One of those dozen people, presumably, is Conan O’Brien, who was a participant in Leno’s second major controversy.
In 2009, O’Brien was given “The Tonight Show” and Leno was moved into a 10 p.m. slot.
Both shows were ratings disappointments and after some ham-handed non-fixes by NBC, O’Brien left the network and Leno was re-installed as the host of “The Tonight Show.”
Many accused Leno of usurping “The Tonight Show” from its rightful heir, but he said that every decision was made by the network.
“They told (O’Brien) what they wanted to do and he left and they said, ‘Do you want show back’ and I said, ‘Sure’,” Leno recalled. “If that makes me the bad guy then I guess that’s what it is.
“I certainly made other people the butt of the joke in my monologues,” he said. “You can’t all of sudden start crying sour grapes when it turns on you every once in a while. That’s all right. That’s fine. Ultimately, it’s a business.”
Nobody wants to see rich people arguing, Leno said.
Asked if giving up the show was like losing a limb, Leno laughed.
“Not at all,” he said. “There’s an old saying. Don’t fall in love with a hooker. OK? It’s not going to work out. I’ve been married for 36 years. I have the same friends I had in high school. The same wife. In certain instances, I have the same car.
“I enjoy observing show business,” Leno said. “I enjoy talking with Charlie Sheen. But I don’t want to be Charlie Sheen. I always found him amusing, interesting and funny. But I don’t want to be him. I don’t want to live that life.”
The real trick, he said, is “to make show business money and lead a normal life.”
Leno said a guy in that lofty, 11:30 p.m. position has to know when it’s time to leave.
“When you’re 40 and talking to the 26-year-old supermodel, it’s sexy. When you’re 65, you’re the old guy,” he said. “At this stage of my life, I shouldn’t have to know all of Kanye West’s music.”
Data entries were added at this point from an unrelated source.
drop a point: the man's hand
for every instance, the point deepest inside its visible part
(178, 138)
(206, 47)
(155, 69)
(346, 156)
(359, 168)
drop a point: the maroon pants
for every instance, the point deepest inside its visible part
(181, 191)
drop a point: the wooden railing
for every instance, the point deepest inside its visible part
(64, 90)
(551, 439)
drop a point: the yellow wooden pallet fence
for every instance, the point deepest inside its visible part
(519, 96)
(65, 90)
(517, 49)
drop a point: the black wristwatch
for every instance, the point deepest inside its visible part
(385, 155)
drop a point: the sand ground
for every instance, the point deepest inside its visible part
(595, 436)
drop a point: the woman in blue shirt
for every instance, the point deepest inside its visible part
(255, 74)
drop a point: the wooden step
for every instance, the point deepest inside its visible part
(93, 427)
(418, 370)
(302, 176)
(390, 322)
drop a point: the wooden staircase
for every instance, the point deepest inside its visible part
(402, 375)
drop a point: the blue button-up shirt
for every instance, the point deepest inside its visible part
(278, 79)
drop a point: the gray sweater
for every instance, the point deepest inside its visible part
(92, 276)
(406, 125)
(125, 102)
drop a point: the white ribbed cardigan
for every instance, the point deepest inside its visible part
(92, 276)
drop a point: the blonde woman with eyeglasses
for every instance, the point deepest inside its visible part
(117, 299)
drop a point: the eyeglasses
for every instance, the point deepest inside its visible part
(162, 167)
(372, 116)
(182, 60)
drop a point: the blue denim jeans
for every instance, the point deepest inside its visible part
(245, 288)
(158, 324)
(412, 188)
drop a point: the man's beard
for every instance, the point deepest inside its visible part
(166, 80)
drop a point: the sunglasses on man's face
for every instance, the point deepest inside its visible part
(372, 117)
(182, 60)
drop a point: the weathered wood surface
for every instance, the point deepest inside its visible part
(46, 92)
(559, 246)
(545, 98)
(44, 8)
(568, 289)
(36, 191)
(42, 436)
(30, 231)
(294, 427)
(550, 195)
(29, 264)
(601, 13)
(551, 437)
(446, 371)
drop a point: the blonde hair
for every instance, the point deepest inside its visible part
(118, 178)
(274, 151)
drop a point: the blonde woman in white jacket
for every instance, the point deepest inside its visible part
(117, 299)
These days, Leno (who said he owns 140 cars and 117 motorcycles) hosts a much lower profile show for vehicle aficionados on CNBC called “Jay Leno’s Garage.”
Leno is able to convince big celebrities to visit by assuring them that the only questions he plans to ask are about cars, motorcycles and planes.
“They’re comfortable talking about their hobby without having to worry about me saying, ‘Your last film bombed. Why do you think that is?’”
Leno said he enjoys returning to “The Tonight Show” in the role no different from any other comic trying to prove himself.
“I’m going on again Thursday,” he said. “And I’m going on as a stand-up comedian. I’m not going on as some old legend who used to do the show. I’m going on as a comedian. You will rise and fall based on jokes that you tell.”
His plan to keep touring as long as he is able isn’t about proving something. It’s about enjoying himself.
“It’s great fun to write jones and tell them for a living,” Leno said. “It gives you a great deal of satisfaction. People laugh. I don’t think of it as work. It’s really fun for me. I truly enjoy it. I’m not one of those people who vomits before they go on stage because they’re so nervous.”